Friday, July 9, 2010

Adrive.com, the Transfer Remote File Feature and server backup

I've had my basic Adrive.com account, with 50GB of free backup just sitting with no purpose for several years. I have had no reason to use it, mostly because the basic service only allows you to upload through a crappy little java applet and allows a max of 2ooo files at a time. For whatever reason, this did not cut it for me. Then one day, I gave adrive another try and ran across a link to Transfer Remote File, very nice! It works much the way you'd expect. Give it a file on the internet and it will download it and put it in the folder of your choosing on adrive.

There are stipulations of course, for instance, only one file at a time, no queuing mechanism, oh and no url's with question marks (?) in them. Damn.. no question marks? Adrive, have you any idea how many people are using server side scripting languages to deliver downloads these days? Anywho, I found out about the question mark issue a little late, way after I had devised use for adrive: as a server backup system. So, I had to adapt.

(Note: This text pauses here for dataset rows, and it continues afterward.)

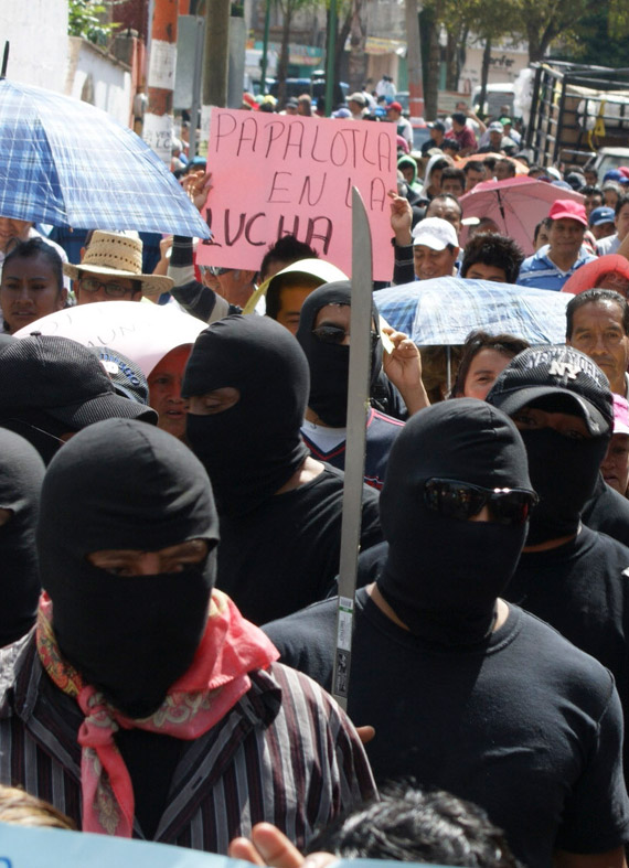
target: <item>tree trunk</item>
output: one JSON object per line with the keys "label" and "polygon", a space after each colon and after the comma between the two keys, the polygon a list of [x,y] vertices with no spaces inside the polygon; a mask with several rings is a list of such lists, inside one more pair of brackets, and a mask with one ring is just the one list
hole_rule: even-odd
{"label": "tree trunk", "polygon": [[284,20],[281,23],[281,49],[277,62],[277,101],[280,108],[284,108],[284,104],[286,103],[286,79],[288,77],[288,43],[290,40],[290,21],[292,18],[290,3],[286,3],[286,8],[282,8],[281,11]]}
{"label": "tree trunk", "polygon": [[480,67],[480,111],[479,117],[483,118],[484,115],[484,103],[487,99],[487,81],[489,78],[489,62],[491,60],[491,36],[488,36],[484,43],[484,49],[482,52],[482,64]]}
{"label": "tree trunk", "polygon": [[439,90],[439,73],[441,49],[439,45],[439,24],[435,20],[430,22],[429,43],[428,43],[428,81],[424,89],[426,100],[426,117],[434,119],[437,117],[437,97]]}
{"label": "tree trunk", "polygon": [[424,76],[417,0],[406,0],[406,67],[409,114],[412,118],[420,118],[424,117]]}
{"label": "tree trunk", "polygon": [[350,92],[361,90],[366,78],[366,3],[364,0],[352,0],[352,18],[350,31]]}

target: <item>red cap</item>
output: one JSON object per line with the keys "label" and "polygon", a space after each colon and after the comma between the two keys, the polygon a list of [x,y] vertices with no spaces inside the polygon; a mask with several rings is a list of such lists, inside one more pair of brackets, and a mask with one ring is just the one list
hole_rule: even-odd
{"label": "red cap", "polygon": [[585,206],[572,199],[557,199],[553,202],[548,217],[551,219],[576,219],[587,228]]}

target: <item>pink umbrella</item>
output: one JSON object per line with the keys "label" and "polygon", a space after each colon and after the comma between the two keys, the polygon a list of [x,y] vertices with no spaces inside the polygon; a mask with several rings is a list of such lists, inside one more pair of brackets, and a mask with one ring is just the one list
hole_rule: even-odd
{"label": "pink umbrella", "polygon": [[[533,251],[533,232],[557,199],[572,199],[583,204],[580,193],[536,181],[527,175],[508,178],[505,181],[482,181],[461,196],[463,219],[490,217],[503,235],[513,238],[526,256]],[[466,238],[461,237],[465,244]]]}
{"label": "pink umbrella", "polygon": [[108,346],[131,358],[148,376],[167,353],[194,343],[205,328],[201,320],[171,304],[97,301],[49,313],[20,329],[15,337],[41,332],[71,337],[84,346]]}

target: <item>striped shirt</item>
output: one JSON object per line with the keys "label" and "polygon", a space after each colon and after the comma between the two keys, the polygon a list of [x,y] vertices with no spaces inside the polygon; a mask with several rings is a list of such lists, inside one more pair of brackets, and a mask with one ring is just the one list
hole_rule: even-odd
{"label": "striped shirt", "polygon": [[[81,828],[83,715],[43,671],[33,635],[19,645],[17,655],[0,651],[0,783],[51,802]],[[318,826],[375,795],[360,739],[324,690],[279,663],[249,677],[223,720],[185,742],[154,840],[226,854],[266,821],[303,847]],[[145,837],[137,817],[134,837]]]}

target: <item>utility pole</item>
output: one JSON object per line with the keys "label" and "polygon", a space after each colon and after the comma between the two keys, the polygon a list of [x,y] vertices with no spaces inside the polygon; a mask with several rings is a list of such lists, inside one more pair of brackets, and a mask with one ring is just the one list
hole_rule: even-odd
{"label": "utility pole", "polygon": [[224,108],[227,105],[230,10],[231,0],[210,0],[205,3],[204,106]]}
{"label": "utility pole", "polygon": [[172,151],[172,95],[177,65],[178,0],[153,0],[149,53],[148,105],[142,138],[164,163]]}
{"label": "utility pole", "polygon": [[406,66],[408,69],[408,108],[412,118],[424,117],[424,81],[417,0],[406,0]]}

I have my own linode vps, just hanging out for projects and some light hosting. I also have some hefty folders full of files on that server, so I thought I would make a system for backing up folders using some encapsulation method. The constraints were that I would have to zip or tar the folders that I wanted, since the remote transfer only takes one at a time and no question marks in the url's. So I set to work. I was thinking of using a php script along with mod_rewrite for apache, so if I typed in

http://dl.server.com/Folder I Want.tar/zip
the php script would kick in and deliver Folder I Want as a tar/zip archive to adrive on the fly, which would be awesome.

Why not just make the archives first and allow them to be downloaded? There are a few reasons, the first and most important to me was storage. Putting 1-2GB of additional data onto disk temporarily is not an option, I'm strapped for space as it is. Secondly, is obscurity, having no discernible file structure to the outside world is nice and eliminates the need for the folders to be in the web root directory.

Implementing zip on the fly was my first task because it offered compression which saves on bandwidth. This failed miserably, however, because php offers no native zip streaming functions. There are a few libraries floating around out there, the most notable I found was ZipStream-PHP written by Pablotron, but when I looked at the documentation, its not suited for recursively adding folders and has a lot of overhead, creating the archive twice, once to calculate file size and the second to stream to the end user. Truth be told, I could probably make pablotrons library work if I wanted to spend any time on it, but I don't, so I won't - for now.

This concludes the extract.